De la creencia a la fé cristiana



Para el día de hoy (04/05/15):  

Evangelio según San Juan 14, 21-26



Normas y códigos. Preceptos y observancia. Libros y formación. Todo ello es bueno, es dable y recomendable.
Los problemas comienzan cuando dejan de ser medios y se convierten en fines, en techo, en absolutos. Pero nosotros, por el bautismo, tenemos un destino distinto, un destino que debe ser edificado -nunca escrito en soledad-, un destino que tiene por techo los cielos, el infinito.

Adherir a una idea o a un sistema de ideas, comprometiendo toda la vida, también es laudable. Tiene que ver con compromiso, con renuncia a medias tintas. Y cuando se trata del ámbito religioso, ese sino valioso se incrementa.
Por supuesto, no podemos ignorar aquí los fundamentalismos de cualquier laya.
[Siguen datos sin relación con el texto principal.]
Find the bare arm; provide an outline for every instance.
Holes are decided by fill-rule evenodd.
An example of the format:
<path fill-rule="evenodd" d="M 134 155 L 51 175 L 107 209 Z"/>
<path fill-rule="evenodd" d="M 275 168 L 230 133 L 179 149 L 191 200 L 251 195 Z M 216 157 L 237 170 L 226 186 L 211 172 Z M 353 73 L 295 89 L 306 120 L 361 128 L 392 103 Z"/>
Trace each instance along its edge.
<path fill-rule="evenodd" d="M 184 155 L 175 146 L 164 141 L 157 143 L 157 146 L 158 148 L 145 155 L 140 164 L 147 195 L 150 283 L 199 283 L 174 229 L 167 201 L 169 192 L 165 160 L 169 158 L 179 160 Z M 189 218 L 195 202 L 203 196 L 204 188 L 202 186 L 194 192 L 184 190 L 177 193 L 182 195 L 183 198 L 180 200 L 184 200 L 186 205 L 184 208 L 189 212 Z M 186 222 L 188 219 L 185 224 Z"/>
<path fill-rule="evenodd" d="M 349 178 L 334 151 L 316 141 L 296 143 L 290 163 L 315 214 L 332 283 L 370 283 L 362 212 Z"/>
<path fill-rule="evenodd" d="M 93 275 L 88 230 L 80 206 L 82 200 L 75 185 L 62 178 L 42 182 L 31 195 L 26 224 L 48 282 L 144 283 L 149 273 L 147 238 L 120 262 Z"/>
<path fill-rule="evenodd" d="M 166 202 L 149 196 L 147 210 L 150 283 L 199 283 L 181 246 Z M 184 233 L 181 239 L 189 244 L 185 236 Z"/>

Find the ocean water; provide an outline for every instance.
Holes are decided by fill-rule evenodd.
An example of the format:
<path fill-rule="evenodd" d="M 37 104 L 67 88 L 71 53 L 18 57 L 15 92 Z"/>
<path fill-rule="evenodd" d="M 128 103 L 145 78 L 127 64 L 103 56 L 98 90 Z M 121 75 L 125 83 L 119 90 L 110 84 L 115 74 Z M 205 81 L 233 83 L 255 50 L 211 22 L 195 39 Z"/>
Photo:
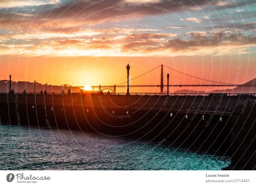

Tienen todos en común el absolutismo del desprecio hacia el otro, hacia lo que es distinto o disidente, su carácter exclusivista y sectario, su justificación de toda brutalidad. En gran parte, suelen enraizar en lecturas lineales sin trascendencia, y en el ámbito cristiano -en la misma Iglesia- no nos son desconocidos estos crueles extravíos.

Pero cuando hablamos de fé cristiana, todas esta cuestiones quedan en un segundo plano. 
La fé cristiana es mucho más que una creencia, es decir, mucho más que la adhesión a las enseñanzas de Jesús de Nazareth; aquí redundaremos un poco, afirmando sin ambages que esa adhesión en sí tiene un rasgo muy valioso.
Porque la fé cristiana es don de Dios, don y misterio, e implica unirse de manera totalmente personal a ese Cristo que es nuestro hermano y nuestro Salvador. Es dejar que la presencia de Cristo en la propia existencia nos transforme de una vez y para siempre, y que cada día sea un milagro pleno de asombros. Es vivir como Él vivía, amar como Él amaba, y guardar en el corazón y en la cotidianeidad sus enseñanzas no tanto por pertenecer...sino porque amamos. Porque le queremos sin desmayo.

Fé que es don y misterio de amor, porque nos descubrimos hijas e hijos amadísimos de ese Dios del universo cuyo rostro resplandece en Jesús de Nazareth, y a partir de esa primacía actuamos en consecuencia amorosa.
Así, se disuelven todas las tentaciones de fronteras que el mundo gusta de imponer. La familia se agranda por amores, no por número ni por adeptos. Y porque nunca estaremos solos.

El fuego del Espíritu seguirá alimentando por siempre el rescoldo de la fé que nos sustenta.